In 50 years, I've met exactly 35 people who share my first name. With two exceptions, every time, it has given us a special feeling of kinship. I'm the only one I know who has counted. There were three of us named Cherise in my class in high school, and the other two are the exceptions. Normally, three women sharing a first name isn't a problem, but with a rare name such as ours, it was.

A guy ran up to me in gym class and proudly announced, "I voted for you for Homecoming Queen!"
"I'm not running," I told him.
"Huh? But your name is on the ballot." He smiled at me. "Maybe someone else signed you up!"
"Nope. Cherese ____ is running."
He looked dumbfounded. Cherese ____ and I couldn't look any more different. Literally, black and white! LOL!

There is at least one other Cherise Kelley online. She is blonde and 20 years younger than I am. Kelley is her maiden name, so I hold out hope that perhaps hers will change.

I love my first name, and I'm so glad my parents spelled it right! Cherise translates to cherry from Old French to English. Not cherries, which it does kind of sound like, but cherry. Modern French for cherry is cerise. In 1989, I visited a French friend where she grew up, in Paris. She and her family and friends found my name just as rare there as it is here in the US.

Cherise is my real name. I'm not French, though. My parents found my name in a book of baby names. I grew up before everyday people had Internet access, so I didn't know the meaning of my name until 8th grade Spanish class. I told the teacher my name and he told me my Spanish name was Cereza. I looked that up and it translated to cherry in English.

Nicknames? My dad's parents thought Cherise was too weird a name to call a little girl, so they called me by a name that was more common in my childhood, Sherry. It stuck. My whole family still calls me that, but we spell it Cheri. In French, that is pronounced share EE, and it translates to dear one in English. To my mom and my sister, I'm Cher. I've had odd nicknames, though. Cherries. Reeses. My friend's dad called me Chartreuse.
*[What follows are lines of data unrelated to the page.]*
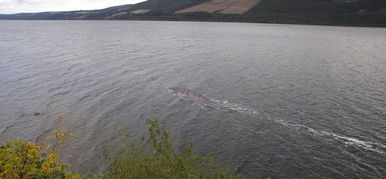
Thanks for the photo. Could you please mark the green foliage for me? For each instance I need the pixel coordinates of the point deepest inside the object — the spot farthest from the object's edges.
(20, 159)
(162, 161)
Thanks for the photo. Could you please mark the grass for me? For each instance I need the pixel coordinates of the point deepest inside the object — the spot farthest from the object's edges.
(153, 158)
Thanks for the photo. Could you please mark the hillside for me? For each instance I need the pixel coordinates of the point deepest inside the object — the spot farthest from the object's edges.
(327, 12)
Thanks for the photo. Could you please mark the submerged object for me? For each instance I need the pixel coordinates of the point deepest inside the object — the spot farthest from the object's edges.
(188, 94)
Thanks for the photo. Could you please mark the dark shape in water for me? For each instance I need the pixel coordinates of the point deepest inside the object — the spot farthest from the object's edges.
(188, 94)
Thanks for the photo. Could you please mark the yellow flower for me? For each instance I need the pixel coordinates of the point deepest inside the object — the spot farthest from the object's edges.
(59, 116)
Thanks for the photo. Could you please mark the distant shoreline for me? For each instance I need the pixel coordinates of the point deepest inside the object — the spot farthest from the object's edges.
(195, 19)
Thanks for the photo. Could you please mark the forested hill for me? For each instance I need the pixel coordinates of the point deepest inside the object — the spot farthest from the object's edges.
(328, 12)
A black co-worker gave me my favorite odd nickname: Cyd (For Cyd Charisse, the white 1940s actress and dancer best known for the movie "Singin' in the Rain"). He would say it enthusiastically whenever he saw me, "Cyd!" People's reactions were funny. Even in the early 1980s, almost no one remembered poor Cyd Charisse.
 
In the late 1970s, a guy my age told me that from hearing my name before we were introduced, he expected me to be more of a model, more glamorous. When an older lady heard my name in the early 1990s, she said, "Yeah, that's a 60s name! It's pretty groovy!" Yes, I was born in the 60s, so that makes sense.

When I got Internet access in the late 90s, I looked my name up on various name sites that asked people if they liked their names or not. This one Cherise said she liked it, but it bothered her that even though our name is Old French, people expect her to be black.

I like that my name means something. The other day, someone said it's only recently that people have named their children by putting together sounds they find "pretty" or "cute." He pointed out that traditionally, names have had meaning.